Es war im August 1999. Ich sitze auf einer Bank auf der Schmelz - einer Kleingarten-anlage in Wien - und lass mir die Sonne auf den Bauch scheinen. Gut eine halbe Stunde lang sitze ich so da und genieße die Sonne, die Ruhe und den Duft der Blumen. Da kommen drei hübsche, junge Mädchen vorbei – nabelfrei in kurzen Shorts.

„Zeit zum nach Haus gehen" denke ich und will aufstehen ... kann aber nicht! Denn der Schmerz im Kreuz, der urplötzlich hochkommt, ist so mächtig, dass er mich regelrecht an der Bank festnagelt ... „Jetzt wirst alt, Kary“ denke ich einen Augenblick lang, um dann aber sofort das genaue Gegenteil zu beschließen: "Nein! Jetzt wirst du wieder jünger!"

Kurze Zeit später treffe ich in meinem Stamm-Cafe einen sonderbaren Mann.
Er redet mit polnischem Akzent und schwärmt von zwei "Wundermitteln", die ein genialer Wissenschaftler in jahrzehntelanger Forschungsarbeit
entwickelt haben soll. Es sind geheimnisvolle Tropfen für's Wasser und noch
> geheimnisvollere Kapseln zum Einnehmen. Beide sollen angeblich Milliarden von unvorstellbar winzigen Kristallen mit extrem hoher elektrischer Ladung enthalten.

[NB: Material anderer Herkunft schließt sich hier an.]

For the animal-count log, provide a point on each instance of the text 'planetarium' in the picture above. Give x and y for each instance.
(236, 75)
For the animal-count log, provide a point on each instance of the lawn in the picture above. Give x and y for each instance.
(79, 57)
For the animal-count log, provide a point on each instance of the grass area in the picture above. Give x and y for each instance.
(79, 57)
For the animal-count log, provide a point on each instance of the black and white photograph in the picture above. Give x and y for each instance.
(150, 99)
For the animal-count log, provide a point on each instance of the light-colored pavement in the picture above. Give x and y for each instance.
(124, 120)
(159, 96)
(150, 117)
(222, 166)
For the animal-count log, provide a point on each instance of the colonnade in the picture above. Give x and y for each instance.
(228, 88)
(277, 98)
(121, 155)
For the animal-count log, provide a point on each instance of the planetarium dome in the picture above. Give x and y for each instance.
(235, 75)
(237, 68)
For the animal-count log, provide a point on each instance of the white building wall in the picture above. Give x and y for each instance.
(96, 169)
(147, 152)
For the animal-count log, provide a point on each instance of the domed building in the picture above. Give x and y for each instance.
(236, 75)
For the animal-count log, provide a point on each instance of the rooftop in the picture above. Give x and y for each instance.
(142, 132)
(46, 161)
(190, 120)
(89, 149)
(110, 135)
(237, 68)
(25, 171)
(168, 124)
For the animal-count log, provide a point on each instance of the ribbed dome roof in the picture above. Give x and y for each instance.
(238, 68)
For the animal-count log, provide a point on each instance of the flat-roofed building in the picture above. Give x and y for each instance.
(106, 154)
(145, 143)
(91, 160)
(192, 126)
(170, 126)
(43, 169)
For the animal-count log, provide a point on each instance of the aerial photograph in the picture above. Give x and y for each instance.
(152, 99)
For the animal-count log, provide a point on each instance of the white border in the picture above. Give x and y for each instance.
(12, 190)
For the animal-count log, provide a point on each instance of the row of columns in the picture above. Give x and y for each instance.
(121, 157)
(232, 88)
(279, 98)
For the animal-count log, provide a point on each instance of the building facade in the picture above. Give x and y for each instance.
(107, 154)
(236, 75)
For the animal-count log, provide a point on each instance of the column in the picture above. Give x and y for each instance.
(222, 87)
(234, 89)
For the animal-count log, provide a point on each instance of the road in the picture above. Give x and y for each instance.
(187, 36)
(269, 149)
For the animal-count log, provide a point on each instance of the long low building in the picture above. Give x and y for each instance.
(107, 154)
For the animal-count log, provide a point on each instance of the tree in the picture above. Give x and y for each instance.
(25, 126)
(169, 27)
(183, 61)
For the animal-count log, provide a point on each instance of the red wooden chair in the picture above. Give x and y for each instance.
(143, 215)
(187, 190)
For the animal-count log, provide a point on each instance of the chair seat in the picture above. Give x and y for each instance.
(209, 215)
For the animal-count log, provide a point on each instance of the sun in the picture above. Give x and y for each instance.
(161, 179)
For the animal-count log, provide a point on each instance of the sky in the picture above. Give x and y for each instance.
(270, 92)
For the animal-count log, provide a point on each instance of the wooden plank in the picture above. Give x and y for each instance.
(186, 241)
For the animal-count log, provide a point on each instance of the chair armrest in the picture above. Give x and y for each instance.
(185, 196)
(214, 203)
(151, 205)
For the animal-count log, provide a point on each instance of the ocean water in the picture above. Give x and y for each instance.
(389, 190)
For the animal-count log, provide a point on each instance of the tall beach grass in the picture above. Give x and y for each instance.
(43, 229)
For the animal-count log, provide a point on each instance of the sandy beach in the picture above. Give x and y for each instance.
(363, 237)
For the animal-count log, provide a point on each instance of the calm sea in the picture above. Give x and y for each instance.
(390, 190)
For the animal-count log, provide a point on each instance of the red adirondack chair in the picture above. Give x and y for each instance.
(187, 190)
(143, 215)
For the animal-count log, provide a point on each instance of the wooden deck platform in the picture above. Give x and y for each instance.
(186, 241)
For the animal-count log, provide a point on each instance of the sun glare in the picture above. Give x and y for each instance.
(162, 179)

„EIixire der Jugendlichkeit!" ruft der Pole ganz euphorisch und stellt demonstrativ ein Fläschchen und eine Dose neben meine Spezialmelange. „Ich probier sie“ denke ich nach einer Weile und nehme die zwei Produkte mit nach Haus.

Nach zwei, drei Wochen übersehe ich eines Tages beim Spazieren gehen eine abnormal hohe Stufe und falle regelrecht in die Tiefe: „Au weia“ denke ich, „jetzt tut's gleich weh!" Doch es geschieht nichts! Absolut nichts!

Nach drei, vier weiteren Wochen waren auch die Verspannungen im Kreuz weg, die mich immer beim Aufstehen in der Früh gequält hatten – und ich hatte auch wieder jede Menge Energie! Erstaunlich!

Mitte Oktober ruft mich der Pole an und ladet mich zu einem Vortrag in einem Hotel in Wien ein: Über die gleichen Produkte, die mir so schnell geholfen hatten. Natürlich geh ich hin und erzähle dort meine Geschichte. Worauf etliche der Anwesenden ebenfalls die beiden Produkte haben möchten.

Auf diese Weise bekam ich meine ersten drei Teampartner und wurde damit zum Netzwerker. Zwei Jahre später waren rund 600 in meinem Team! Und ich war in jeder Hinsicht gesünder, erfolgreicher, glücklicher und freier geworden:

Die Kreuzschmerzen waren für immer verschwunden und meine Energie hatte sich vervielfacht!

Ich hatte von Woche zu Woche mehr Spaß und Erfolg beim spielerischen Arbeiten mit meinem Team!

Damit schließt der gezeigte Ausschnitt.